Remembering great Tamil Poet, philosopher and Saint, Thiruvalluvar on his Jayanti today.#Thirukkuṛaḷ, authored by him provides guidance to mankind on how to lead a noble life. #Thiruvalluvar #Tamil pic.twitter.com/YETwVVcUlr
— Vice President of India (@VPSecretariat) January 16, 2020
Many on Twitter appreciated the quick rectification, while others wondered what prompted the saffronisation of the saint whose image was so far untouched by any religious mark. Many Twitter users posted pictures of Thiruvalluvar wearing religious symbols, from old books, claiming that it was the DMK government who changed his attire to white.

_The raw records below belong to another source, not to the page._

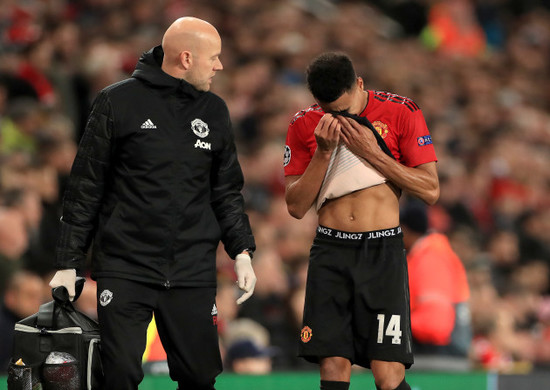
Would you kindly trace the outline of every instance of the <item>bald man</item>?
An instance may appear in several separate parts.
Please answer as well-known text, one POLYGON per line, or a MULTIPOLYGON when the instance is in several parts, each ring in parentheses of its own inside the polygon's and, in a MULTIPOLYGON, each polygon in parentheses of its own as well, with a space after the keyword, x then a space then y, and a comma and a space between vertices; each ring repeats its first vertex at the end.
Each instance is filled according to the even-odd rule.
POLYGON ((181 18, 162 39, 165 59, 162 70, 184 79, 199 91, 210 90, 212 78, 223 69, 222 40, 211 24, 196 18, 181 18))
POLYGON ((254 291, 254 237, 210 23, 176 20, 132 77, 93 104, 64 195, 52 287, 97 281, 106 389, 137 389, 153 314, 179 389, 214 389, 216 248, 235 259, 238 303, 254 291))

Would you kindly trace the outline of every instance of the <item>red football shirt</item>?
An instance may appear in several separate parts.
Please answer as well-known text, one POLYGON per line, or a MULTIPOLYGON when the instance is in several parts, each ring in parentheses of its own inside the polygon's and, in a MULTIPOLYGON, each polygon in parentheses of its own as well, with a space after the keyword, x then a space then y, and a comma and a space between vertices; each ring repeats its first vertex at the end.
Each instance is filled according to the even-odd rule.
MULTIPOLYGON (((360 116, 378 130, 397 161, 408 167, 437 161, 422 111, 411 99, 388 92, 367 92, 367 106, 360 116)), ((317 149, 315 127, 324 114, 314 104, 292 118, 286 136, 285 176, 301 175, 306 170, 317 149)))

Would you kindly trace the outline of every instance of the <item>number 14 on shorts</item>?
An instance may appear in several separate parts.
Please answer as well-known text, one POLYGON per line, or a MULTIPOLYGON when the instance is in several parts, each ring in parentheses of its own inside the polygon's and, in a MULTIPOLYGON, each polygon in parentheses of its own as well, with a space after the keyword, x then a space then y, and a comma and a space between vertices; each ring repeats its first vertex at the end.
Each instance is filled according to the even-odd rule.
POLYGON ((392 338, 392 344, 401 344, 401 316, 398 314, 392 314, 388 325, 386 327, 386 316, 384 314, 378 314, 378 339, 377 342, 382 344, 384 342, 384 336, 392 338), (384 331, 385 329, 385 331, 384 331))

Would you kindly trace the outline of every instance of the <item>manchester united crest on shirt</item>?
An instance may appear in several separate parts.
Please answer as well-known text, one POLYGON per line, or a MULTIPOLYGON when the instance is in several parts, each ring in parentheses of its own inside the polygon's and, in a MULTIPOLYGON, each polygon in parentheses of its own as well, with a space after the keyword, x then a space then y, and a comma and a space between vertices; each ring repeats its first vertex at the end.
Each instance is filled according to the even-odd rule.
POLYGON ((309 326, 304 326, 302 328, 302 332, 300 332, 300 338, 302 339, 302 343, 307 343, 309 340, 311 340, 311 337, 313 336, 313 331, 309 326))
POLYGON ((210 129, 208 128, 208 124, 201 119, 193 119, 191 122, 191 130, 193 130, 193 133, 197 137, 204 138, 210 133, 210 129))
POLYGON ((372 122, 372 125, 374 126, 376 131, 378 131, 378 134, 380 134, 382 138, 386 138, 388 132, 390 131, 387 124, 380 121, 374 121, 372 122))

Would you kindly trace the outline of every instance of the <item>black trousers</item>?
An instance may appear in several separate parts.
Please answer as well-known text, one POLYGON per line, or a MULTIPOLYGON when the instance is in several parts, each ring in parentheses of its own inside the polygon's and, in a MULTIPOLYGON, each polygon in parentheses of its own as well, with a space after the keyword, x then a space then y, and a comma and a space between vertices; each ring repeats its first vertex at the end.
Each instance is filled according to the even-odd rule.
POLYGON ((222 371, 216 288, 165 289, 117 278, 97 281, 105 389, 135 390, 143 380, 147 326, 155 314, 172 380, 180 390, 214 389, 222 371))

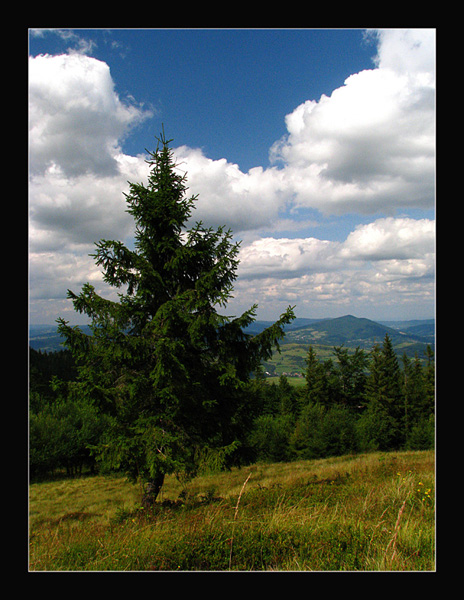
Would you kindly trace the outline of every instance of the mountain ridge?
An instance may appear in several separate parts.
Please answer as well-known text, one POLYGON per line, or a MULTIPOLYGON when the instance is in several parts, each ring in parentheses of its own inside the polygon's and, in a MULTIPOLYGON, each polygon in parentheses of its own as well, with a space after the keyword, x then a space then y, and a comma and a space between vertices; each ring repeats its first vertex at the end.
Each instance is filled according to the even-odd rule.
MULTIPOLYGON (((404 322, 400 330, 371 319, 344 315, 287 331, 282 344, 344 345, 352 348, 371 349, 374 344, 382 343, 385 335, 388 334, 394 346, 400 348, 404 346, 409 351, 421 352, 427 344, 434 345, 435 331, 434 327, 432 331, 428 328, 424 330, 426 335, 419 335, 417 328, 421 326, 417 324, 417 320, 414 323, 411 326, 412 331, 404 327, 404 322)), ((420 330, 422 331, 422 329, 420 330)))
MULTIPOLYGON (((282 344, 371 348, 374 343, 381 343, 388 333, 394 345, 418 344, 424 345, 424 348, 427 344, 434 345, 434 319, 392 321, 396 327, 389 327, 386 323, 389 321, 373 321, 354 315, 321 319, 297 317, 284 328, 282 344), (408 323, 411 325, 408 326, 408 323)), ((245 331, 256 335, 272 324, 273 321, 255 321, 245 331)), ((85 333, 90 333, 88 325, 80 327, 85 333)), ((58 334, 56 326, 29 325, 29 345, 34 350, 55 352, 63 349, 62 342, 63 338, 58 334)))

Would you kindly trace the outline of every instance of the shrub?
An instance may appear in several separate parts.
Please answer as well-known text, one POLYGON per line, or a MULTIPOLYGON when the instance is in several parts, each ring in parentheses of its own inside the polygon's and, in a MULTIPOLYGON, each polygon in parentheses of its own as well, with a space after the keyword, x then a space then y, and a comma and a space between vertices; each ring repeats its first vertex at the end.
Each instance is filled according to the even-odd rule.
POLYGON ((290 459, 289 440, 293 431, 290 415, 262 415, 254 423, 250 436, 256 460, 270 462, 290 459))
POLYGON ((96 444, 105 419, 92 406, 64 400, 45 406, 30 417, 30 474, 43 477, 66 468, 68 475, 79 474, 84 465, 93 468, 89 447, 96 444))
POLYGON ((291 445, 299 458, 312 459, 347 454, 356 449, 352 410, 334 405, 307 404, 297 421, 291 445))
POLYGON ((414 425, 408 435, 406 448, 408 450, 432 450, 435 445, 435 420, 431 415, 421 419, 414 425))

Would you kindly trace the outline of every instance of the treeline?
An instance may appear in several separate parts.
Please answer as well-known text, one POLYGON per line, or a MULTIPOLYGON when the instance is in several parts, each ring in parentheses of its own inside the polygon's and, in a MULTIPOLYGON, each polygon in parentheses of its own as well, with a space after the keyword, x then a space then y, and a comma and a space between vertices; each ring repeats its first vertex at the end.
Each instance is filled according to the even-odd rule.
POLYGON ((32 479, 65 470, 94 472, 91 448, 98 443, 107 417, 82 398, 69 350, 41 352, 29 348, 29 471, 32 479))
POLYGON ((371 352, 335 347, 319 361, 312 347, 306 385, 281 376, 262 387, 264 412, 251 446, 258 460, 293 460, 373 450, 425 450, 435 439, 435 362, 406 355, 400 365, 388 334, 371 352))
MULTIPOLYGON (((285 376, 268 383, 259 373, 249 385, 255 415, 241 440, 241 462, 291 461, 371 450, 429 449, 434 445, 435 363, 403 356, 388 335, 370 352, 335 347, 333 358, 306 358, 306 385, 285 376)), ((30 349, 30 473, 32 478, 85 468, 108 417, 82 397, 72 355, 30 349)))

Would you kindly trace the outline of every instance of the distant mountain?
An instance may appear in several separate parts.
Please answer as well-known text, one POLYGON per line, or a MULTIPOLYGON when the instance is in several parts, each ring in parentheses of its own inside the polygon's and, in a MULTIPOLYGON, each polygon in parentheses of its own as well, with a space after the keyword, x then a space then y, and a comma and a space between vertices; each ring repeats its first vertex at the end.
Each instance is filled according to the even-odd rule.
POLYGON ((426 329, 421 325, 414 325, 413 331, 400 331, 393 327, 387 327, 370 319, 358 318, 353 315, 345 315, 336 319, 324 319, 317 323, 311 323, 288 331, 283 344, 317 344, 323 346, 341 346, 350 348, 370 349, 375 343, 382 343, 385 334, 388 333, 392 344, 398 351, 404 348, 408 355, 415 352, 422 354, 428 343, 433 343, 429 335, 418 335, 419 331, 430 333, 430 325, 426 329), (398 348, 400 347, 400 348, 398 348))
MULTIPOLYGON (((272 325, 274 321, 255 321, 247 329, 247 333, 256 335, 272 325)), ((90 334, 88 325, 80 328, 90 334)), ((303 346, 341 346, 347 348, 371 349, 375 343, 381 343, 385 334, 390 336, 398 354, 405 351, 408 356, 417 352, 422 356, 427 344, 434 343, 435 324, 433 319, 423 321, 383 321, 345 315, 335 319, 308 319, 299 317, 285 326, 285 338, 282 344, 298 344, 303 346), (386 323, 391 323, 390 326, 386 323), (394 326, 393 326, 394 325, 394 326)), ((30 325, 29 345, 34 350, 56 352, 63 349, 64 338, 57 331, 56 325, 30 325)))
POLYGON ((381 325, 392 327, 393 329, 410 329, 422 325, 432 325, 435 327, 435 319, 411 319, 410 321, 377 321, 381 325))
MULTIPOLYGON (((80 325, 82 331, 90 334, 88 325, 80 325)), ((42 352, 64 350, 64 337, 60 336, 56 325, 29 325, 29 346, 42 352)))
MULTIPOLYGON (((294 329, 299 329, 300 327, 306 327, 307 325, 311 325, 313 323, 319 323, 319 321, 323 321, 324 319, 306 319, 304 317, 297 317, 294 319, 289 325, 285 325, 284 331, 293 331, 294 329)), ((245 328, 247 333, 251 333, 256 335, 264 331, 267 327, 273 325, 275 321, 255 321, 251 325, 245 328)))
POLYGON ((413 325, 404 329, 406 335, 419 335, 430 342, 435 341, 435 323, 424 323, 423 325, 413 325))

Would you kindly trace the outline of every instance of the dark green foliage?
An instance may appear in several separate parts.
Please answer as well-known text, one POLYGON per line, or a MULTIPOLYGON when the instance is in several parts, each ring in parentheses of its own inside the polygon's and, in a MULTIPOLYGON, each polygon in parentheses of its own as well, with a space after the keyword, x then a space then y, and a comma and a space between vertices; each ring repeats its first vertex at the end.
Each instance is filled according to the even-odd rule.
POLYGON ((257 411, 250 375, 294 318, 289 308, 252 336, 244 329, 256 306, 237 318, 217 312, 231 296, 239 244, 222 227, 185 229, 195 197, 185 198, 185 176, 169 141, 160 143, 148 186, 131 183, 126 196, 135 249, 101 240, 93 255, 105 281, 125 291, 118 302, 90 284, 68 292, 93 335, 62 319, 58 328, 77 360, 81 393, 111 418, 100 460, 154 488, 166 473, 194 473, 205 449, 239 447, 257 411))
POLYGON ((29 469, 32 479, 66 470, 80 474, 95 468, 90 447, 99 442, 106 419, 81 397, 72 382, 72 355, 60 352, 29 354, 29 469))
MULTIPOLYGON (((357 451, 434 446, 434 363, 392 352, 388 334, 368 355, 334 348, 320 362, 310 346, 306 387, 288 395, 288 381, 262 386, 263 414, 250 436, 257 460, 292 460, 357 451), (431 382, 431 383, 428 383, 431 382), (287 391, 286 391, 287 390, 287 391), (285 409, 285 410, 284 410, 285 409)), ((290 386, 289 386, 290 387, 290 386)))
POLYGON ((292 453, 289 442, 293 427, 293 419, 289 415, 259 416, 250 436, 256 459, 266 462, 290 460, 292 453))
POLYGON ((388 334, 382 348, 374 346, 372 351, 366 399, 366 419, 369 427, 377 429, 374 447, 400 448, 405 441, 404 401, 400 368, 388 334))
POLYGON ((307 404, 297 421, 291 446, 300 459, 339 456, 356 450, 353 412, 341 404, 307 404))
POLYGON ((99 443, 105 418, 85 402, 59 399, 31 413, 29 423, 29 469, 31 478, 47 476, 55 469, 80 475, 95 460, 90 448, 99 443))
POLYGON ((306 397, 324 406, 344 404, 355 408, 364 402, 367 355, 356 348, 349 354, 343 346, 334 348, 332 359, 319 362, 312 346, 306 359, 306 397))
MULTIPOLYGON (((339 349, 335 348, 334 354, 340 356, 339 349)), ((354 364, 359 358, 355 354, 350 358, 354 364)), ((407 356, 403 358, 403 369, 400 370, 400 418, 395 419, 388 412, 388 404, 379 401, 382 347, 375 346, 370 354, 363 373, 365 391, 359 399, 360 404, 346 403, 346 395, 341 393, 340 378, 343 372, 340 372, 338 361, 318 363, 311 348, 308 355, 309 374, 310 367, 313 372, 317 370, 320 385, 315 386, 315 380, 308 377, 313 382, 312 387, 308 385, 297 389, 289 384, 285 376, 281 376, 278 384, 268 384, 258 372, 247 384, 248 404, 245 406, 252 409, 250 414, 254 415, 247 436, 240 443, 237 441, 221 449, 214 446, 197 447, 192 460, 200 472, 221 470, 230 464, 230 459, 236 457, 237 452, 240 452, 241 460, 245 463, 322 458, 356 451, 391 450, 398 445, 400 436, 404 440, 404 449, 426 450, 434 447, 434 392, 433 388, 428 387, 430 384, 427 379, 434 380, 433 356, 429 356, 426 367, 422 366, 418 357, 414 361, 407 356), (319 364, 320 370, 317 369, 319 364), (332 390, 332 402, 326 401, 328 389, 332 390)), ((344 353, 342 358, 345 360, 344 353)), ((42 357, 41 361, 44 360, 45 357, 42 357)), ((55 362, 57 360, 55 357, 55 362)), ((36 372, 35 378, 42 380, 44 375, 36 372)), ((137 465, 144 460, 158 460, 157 448, 160 446, 156 444, 160 440, 156 428, 151 429, 147 419, 140 421, 140 437, 121 435, 120 425, 115 418, 102 415, 96 407, 84 407, 82 402, 77 407, 73 406, 73 402, 80 398, 80 386, 53 378, 47 399, 38 410, 31 410, 31 472, 34 475, 46 475, 54 468, 65 468, 69 464, 69 461, 66 462, 69 456, 75 456, 77 460, 82 453, 86 456, 84 466, 93 468, 95 464, 92 462, 93 456, 89 455, 89 444, 95 445, 98 441, 100 446, 108 444, 107 459, 113 452, 108 461, 112 467, 123 466, 120 462, 121 448, 127 457, 131 456, 133 463, 129 468, 137 469, 137 465), (83 418, 79 420, 76 415, 81 414, 83 418, 89 418, 88 426, 79 425, 83 418), (95 435, 86 438, 83 431, 91 429, 92 422, 96 423, 93 430, 95 435), (76 428, 77 435, 73 428, 76 428), (65 439, 64 432, 69 432, 68 439, 65 439), (143 435, 147 436, 145 445, 139 444, 143 435), (114 444, 115 436, 119 436, 118 445, 114 444), (84 440, 80 450, 69 450, 72 440, 84 440)), ((31 385, 32 388, 35 389, 35 386, 31 385)), ((347 388, 355 388, 349 378, 347 388)), ((173 446, 175 443, 178 440, 171 439, 173 446)), ((78 447, 78 444, 74 445, 75 449, 78 447)), ((167 455, 165 460, 167 462, 167 455)))
POLYGON ((29 348, 29 407, 38 412, 58 397, 56 384, 66 387, 76 377, 74 359, 69 350, 41 352, 29 348))
POLYGON ((356 408, 364 404, 366 389, 366 367, 368 358, 364 350, 356 348, 349 354, 342 346, 334 348, 337 358, 338 402, 356 408))

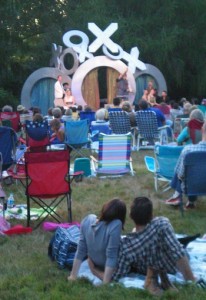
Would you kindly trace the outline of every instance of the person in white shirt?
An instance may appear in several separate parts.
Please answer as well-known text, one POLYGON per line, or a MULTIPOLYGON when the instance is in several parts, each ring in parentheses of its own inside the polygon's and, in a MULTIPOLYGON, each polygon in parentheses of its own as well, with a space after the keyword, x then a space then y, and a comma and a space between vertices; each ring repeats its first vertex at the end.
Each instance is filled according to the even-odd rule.
POLYGON ((54 84, 54 106, 64 106, 65 91, 62 85, 62 76, 58 75, 54 84))

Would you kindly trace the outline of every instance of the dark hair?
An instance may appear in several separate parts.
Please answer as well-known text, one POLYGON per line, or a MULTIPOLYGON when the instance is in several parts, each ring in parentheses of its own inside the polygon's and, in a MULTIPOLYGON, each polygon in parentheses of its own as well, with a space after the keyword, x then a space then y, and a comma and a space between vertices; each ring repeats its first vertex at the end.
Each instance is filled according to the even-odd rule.
POLYGON ((122 228, 124 228, 127 208, 124 201, 120 199, 113 199, 106 202, 101 210, 99 221, 105 221, 107 223, 119 219, 122 222, 122 228))
POLYGON ((39 113, 36 113, 34 116, 33 116, 33 121, 34 122, 43 122, 44 118, 42 116, 42 114, 39 114, 39 113))
POLYGON ((116 98, 113 99, 113 104, 115 106, 119 106, 120 103, 121 103, 121 99, 119 97, 116 97, 116 98))
POLYGON ((130 218, 136 225, 146 225, 152 220, 153 204, 147 197, 137 197, 130 208, 130 218))
POLYGON ((140 109, 143 109, 143 110, 147 109, 148 108, 147 101, 146 100, 140 100, 139 101, 139 107, 140 107, 140 109))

The incident was reminiscent of a similar goof-up by the Tamil Nadu BJP unit in November 2019 that triggered a huge controversy in the state. The state BJP unit in its twitter page had posted a picture of the poet in saffron clothes, and tweeted a couplet from Thirukkural that roughly meant to convey that ‘education is of no use when one defies God and his followers.’
Also read: Scholars allege BJP trying to appropriate Tamil poet Thiruvalluvar
Thirukkural, which is believed to have written 2,000 years ago is an anthology of 1,300 couplets, written as a commentary on ethics, love, politics and economics.